In the Gospel today St. John tells us that Jesus, after appearing to the Apostles breathed on them and said – “whose sins you forgive are forgiven, whose sins you retain are retained.” In that statement, Jesus bestows His own divine authority to His Apostles to aid the faithful in cleaning house, in putting their souls in right order – to forgive the sins of the people. God helps us to clean out our interior by sending His own professionals – priests – to aid us in letting go of our sins in dispensing His mercy upon us.
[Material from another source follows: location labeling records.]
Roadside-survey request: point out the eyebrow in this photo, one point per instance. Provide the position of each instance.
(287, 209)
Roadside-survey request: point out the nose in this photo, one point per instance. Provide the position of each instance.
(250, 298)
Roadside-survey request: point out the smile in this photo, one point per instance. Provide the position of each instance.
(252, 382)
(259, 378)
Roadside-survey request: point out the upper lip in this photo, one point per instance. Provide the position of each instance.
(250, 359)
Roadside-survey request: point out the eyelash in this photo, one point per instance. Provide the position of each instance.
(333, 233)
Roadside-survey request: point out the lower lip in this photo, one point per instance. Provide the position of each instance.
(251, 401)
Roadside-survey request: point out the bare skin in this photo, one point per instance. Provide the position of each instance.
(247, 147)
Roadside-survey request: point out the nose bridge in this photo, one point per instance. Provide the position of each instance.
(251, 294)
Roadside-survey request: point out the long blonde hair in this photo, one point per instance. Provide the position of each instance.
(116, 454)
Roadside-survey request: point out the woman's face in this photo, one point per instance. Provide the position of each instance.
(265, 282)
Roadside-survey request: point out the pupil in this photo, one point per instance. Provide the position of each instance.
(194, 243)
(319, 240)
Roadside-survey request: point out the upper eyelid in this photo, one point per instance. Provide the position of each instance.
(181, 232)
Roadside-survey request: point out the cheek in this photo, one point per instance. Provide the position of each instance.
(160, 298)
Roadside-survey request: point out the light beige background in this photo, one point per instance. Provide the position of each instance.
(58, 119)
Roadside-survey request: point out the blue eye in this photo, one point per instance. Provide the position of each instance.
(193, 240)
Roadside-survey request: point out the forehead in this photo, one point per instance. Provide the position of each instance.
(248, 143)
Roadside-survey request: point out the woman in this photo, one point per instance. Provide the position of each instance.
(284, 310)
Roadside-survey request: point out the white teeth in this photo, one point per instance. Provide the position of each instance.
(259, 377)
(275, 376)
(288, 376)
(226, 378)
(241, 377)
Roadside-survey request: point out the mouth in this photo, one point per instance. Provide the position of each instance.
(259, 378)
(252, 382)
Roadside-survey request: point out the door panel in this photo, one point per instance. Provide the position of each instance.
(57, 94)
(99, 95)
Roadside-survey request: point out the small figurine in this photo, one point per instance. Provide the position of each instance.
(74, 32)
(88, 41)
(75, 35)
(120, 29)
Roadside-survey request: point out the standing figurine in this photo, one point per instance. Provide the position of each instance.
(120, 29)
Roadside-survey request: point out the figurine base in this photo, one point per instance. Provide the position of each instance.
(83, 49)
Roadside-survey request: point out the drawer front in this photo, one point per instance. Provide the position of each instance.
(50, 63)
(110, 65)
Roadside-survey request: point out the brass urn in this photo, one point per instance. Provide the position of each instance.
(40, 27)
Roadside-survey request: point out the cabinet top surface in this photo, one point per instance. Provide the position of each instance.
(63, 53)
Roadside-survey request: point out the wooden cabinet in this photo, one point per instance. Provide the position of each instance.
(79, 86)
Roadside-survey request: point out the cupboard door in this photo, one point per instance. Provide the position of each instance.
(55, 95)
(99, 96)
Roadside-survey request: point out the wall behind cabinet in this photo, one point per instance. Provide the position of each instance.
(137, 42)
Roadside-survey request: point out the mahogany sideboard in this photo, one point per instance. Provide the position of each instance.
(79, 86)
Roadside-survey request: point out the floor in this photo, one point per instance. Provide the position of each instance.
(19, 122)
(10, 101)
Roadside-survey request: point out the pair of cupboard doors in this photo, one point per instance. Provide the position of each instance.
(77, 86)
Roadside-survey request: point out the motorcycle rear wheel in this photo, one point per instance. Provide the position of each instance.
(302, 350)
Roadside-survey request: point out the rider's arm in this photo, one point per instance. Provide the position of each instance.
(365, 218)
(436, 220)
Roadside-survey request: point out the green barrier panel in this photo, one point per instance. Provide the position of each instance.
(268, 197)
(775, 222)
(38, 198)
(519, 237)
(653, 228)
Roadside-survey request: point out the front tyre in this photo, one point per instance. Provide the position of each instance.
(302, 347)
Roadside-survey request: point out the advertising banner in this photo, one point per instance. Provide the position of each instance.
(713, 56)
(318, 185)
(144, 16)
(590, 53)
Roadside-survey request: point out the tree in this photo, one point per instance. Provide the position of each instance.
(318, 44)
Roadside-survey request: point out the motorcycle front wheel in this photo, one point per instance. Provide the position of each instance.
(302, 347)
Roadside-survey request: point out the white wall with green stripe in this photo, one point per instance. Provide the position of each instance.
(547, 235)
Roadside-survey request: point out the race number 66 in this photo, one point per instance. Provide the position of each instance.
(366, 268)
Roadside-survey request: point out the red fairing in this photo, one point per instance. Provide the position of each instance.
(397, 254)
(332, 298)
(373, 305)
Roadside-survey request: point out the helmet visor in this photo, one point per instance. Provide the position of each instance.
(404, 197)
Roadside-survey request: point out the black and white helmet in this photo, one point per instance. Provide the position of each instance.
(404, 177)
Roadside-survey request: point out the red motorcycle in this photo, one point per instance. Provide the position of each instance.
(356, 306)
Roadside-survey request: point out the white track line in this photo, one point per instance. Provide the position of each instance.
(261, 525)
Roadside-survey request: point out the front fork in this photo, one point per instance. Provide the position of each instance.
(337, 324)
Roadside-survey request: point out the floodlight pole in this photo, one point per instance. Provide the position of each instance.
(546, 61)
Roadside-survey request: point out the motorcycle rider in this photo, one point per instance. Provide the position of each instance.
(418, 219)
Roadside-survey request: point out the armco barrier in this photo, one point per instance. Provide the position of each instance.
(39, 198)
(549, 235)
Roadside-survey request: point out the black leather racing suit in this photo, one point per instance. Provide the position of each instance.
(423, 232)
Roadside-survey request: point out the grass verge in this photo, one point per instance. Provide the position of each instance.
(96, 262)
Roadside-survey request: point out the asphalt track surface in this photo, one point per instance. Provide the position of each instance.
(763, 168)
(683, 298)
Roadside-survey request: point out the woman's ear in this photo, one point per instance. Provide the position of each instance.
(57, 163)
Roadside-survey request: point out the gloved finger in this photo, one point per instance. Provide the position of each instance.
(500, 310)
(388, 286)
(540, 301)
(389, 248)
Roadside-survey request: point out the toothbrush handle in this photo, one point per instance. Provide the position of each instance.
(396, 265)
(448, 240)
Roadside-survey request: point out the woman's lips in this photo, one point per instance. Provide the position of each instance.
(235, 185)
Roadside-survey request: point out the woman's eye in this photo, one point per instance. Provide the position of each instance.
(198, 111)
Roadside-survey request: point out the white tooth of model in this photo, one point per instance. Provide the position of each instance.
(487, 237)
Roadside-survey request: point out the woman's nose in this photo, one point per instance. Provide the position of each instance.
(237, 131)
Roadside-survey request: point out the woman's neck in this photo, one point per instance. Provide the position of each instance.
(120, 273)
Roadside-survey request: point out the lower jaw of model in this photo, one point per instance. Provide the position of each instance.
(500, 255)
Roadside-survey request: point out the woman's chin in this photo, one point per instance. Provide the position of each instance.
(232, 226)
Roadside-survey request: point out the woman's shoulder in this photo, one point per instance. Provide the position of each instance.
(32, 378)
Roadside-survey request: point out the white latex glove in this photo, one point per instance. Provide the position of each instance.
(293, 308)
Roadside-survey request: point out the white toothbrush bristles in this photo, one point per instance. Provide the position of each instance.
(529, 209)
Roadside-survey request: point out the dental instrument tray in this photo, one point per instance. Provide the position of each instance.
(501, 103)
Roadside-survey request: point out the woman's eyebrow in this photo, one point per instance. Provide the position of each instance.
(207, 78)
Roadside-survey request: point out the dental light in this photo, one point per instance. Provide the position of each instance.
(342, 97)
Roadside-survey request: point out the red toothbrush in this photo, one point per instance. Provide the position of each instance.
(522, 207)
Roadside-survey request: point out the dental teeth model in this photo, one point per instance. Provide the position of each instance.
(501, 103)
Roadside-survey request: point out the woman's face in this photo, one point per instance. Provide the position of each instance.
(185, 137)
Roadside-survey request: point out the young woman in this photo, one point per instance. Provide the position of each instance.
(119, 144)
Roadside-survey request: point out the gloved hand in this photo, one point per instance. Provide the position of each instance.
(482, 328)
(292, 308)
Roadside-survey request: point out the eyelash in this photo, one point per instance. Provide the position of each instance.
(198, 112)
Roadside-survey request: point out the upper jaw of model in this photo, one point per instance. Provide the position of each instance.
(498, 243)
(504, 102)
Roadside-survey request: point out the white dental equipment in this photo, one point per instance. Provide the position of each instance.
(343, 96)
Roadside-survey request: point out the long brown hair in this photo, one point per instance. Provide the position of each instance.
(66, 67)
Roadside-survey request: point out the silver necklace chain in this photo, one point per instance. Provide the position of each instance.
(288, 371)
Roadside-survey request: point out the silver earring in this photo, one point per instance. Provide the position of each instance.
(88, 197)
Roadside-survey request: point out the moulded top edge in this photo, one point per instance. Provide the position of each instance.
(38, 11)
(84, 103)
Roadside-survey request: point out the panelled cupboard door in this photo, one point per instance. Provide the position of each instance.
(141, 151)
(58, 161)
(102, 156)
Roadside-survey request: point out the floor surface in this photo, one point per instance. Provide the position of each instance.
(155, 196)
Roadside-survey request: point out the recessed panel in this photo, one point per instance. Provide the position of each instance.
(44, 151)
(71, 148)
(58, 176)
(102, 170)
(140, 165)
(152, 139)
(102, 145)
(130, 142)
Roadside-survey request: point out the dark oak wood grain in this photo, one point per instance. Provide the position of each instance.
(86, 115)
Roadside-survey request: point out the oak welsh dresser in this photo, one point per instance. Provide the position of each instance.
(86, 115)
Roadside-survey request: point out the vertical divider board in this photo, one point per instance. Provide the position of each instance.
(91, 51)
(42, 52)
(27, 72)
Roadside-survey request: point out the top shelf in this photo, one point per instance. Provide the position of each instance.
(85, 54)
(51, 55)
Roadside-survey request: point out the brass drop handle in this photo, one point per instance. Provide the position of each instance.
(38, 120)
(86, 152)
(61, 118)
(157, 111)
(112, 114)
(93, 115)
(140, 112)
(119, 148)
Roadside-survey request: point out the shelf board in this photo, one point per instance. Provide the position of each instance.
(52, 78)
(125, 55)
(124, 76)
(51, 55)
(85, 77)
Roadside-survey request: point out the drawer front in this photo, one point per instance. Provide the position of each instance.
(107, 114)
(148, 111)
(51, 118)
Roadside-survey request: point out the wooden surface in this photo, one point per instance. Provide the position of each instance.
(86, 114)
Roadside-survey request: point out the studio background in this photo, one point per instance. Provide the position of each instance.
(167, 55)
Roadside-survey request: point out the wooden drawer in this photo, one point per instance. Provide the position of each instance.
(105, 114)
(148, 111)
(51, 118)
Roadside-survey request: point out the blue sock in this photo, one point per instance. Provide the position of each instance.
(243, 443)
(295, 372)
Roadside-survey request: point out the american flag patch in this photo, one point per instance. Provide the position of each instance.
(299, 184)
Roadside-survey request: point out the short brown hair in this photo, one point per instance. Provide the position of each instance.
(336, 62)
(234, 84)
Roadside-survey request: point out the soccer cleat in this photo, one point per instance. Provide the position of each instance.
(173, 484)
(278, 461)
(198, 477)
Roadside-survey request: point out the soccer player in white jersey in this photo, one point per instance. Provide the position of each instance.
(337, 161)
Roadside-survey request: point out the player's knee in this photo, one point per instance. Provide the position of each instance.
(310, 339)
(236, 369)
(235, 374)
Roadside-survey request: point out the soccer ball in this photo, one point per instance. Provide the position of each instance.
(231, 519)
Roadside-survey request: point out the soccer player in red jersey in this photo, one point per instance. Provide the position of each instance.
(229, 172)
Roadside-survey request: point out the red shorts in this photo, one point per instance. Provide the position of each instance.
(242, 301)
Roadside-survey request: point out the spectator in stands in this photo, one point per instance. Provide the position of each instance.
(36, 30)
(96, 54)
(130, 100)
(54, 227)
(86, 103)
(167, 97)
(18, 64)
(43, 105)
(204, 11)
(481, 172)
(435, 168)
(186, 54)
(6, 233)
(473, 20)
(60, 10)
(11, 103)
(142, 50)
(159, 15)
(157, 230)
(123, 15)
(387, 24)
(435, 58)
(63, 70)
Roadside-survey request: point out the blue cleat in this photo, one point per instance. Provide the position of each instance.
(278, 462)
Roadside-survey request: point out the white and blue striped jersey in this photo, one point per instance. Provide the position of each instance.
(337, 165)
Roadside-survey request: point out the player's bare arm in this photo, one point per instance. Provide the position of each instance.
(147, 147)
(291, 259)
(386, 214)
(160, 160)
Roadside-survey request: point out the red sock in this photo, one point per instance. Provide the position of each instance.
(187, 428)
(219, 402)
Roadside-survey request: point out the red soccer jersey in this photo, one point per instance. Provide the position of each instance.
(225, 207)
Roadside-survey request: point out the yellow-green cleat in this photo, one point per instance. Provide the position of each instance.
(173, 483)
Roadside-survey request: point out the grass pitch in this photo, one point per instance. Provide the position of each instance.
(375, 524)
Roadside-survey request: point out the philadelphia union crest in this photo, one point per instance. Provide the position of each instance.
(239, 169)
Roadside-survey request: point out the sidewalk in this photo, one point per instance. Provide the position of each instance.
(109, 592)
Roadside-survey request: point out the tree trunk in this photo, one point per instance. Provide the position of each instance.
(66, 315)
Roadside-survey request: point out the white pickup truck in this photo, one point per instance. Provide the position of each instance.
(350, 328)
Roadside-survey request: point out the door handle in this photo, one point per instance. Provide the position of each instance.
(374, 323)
Folks, this is what confession does for us – cleans us out on the inside, puts things in right order, so that when we open the doors of our hearts there may be room for God to enter. Confession aids us in letting go of all that we have “hoarded” so that we may enjoy the freedom of God’s friendship and become our truest selves. Much like the folks on that show, the cleaning happens gradually over time – same with confession … it may hurt a bit to examine our lives and recognize our need for God’s mercy, we may confess the same sins over and over, yet gradually over time, as the cleaning process unfolds, we become changed … we become more peaceful … Jesus speaks words of peace to His Apostles … confession is that for us … it is peace knowing that God is making things right in us.
In April of the year 2000 Pope St. John Paul II instituted this day as a Feast of Mercy. He did so to honor Jesus’ request to St. Faustina. He was a Pope dedicated to mercy. He often described that Divine Mercy was the answer to the world’s problems and our own. In fact, Jesus told Sr. Faustina that: “Humanity will not find peace until it turns trustfully to divine mercy” (Diary, 300).
God’s mercy is a great gift to us, it is infinite, not meant to judge nor condemn … rather to make us whole. Our souls depend on His mercy. The longer we distance ourselves from this sacrament the more we push God away, keep Him from entering … Mercy is the invitation for us to trust in God and let Him in.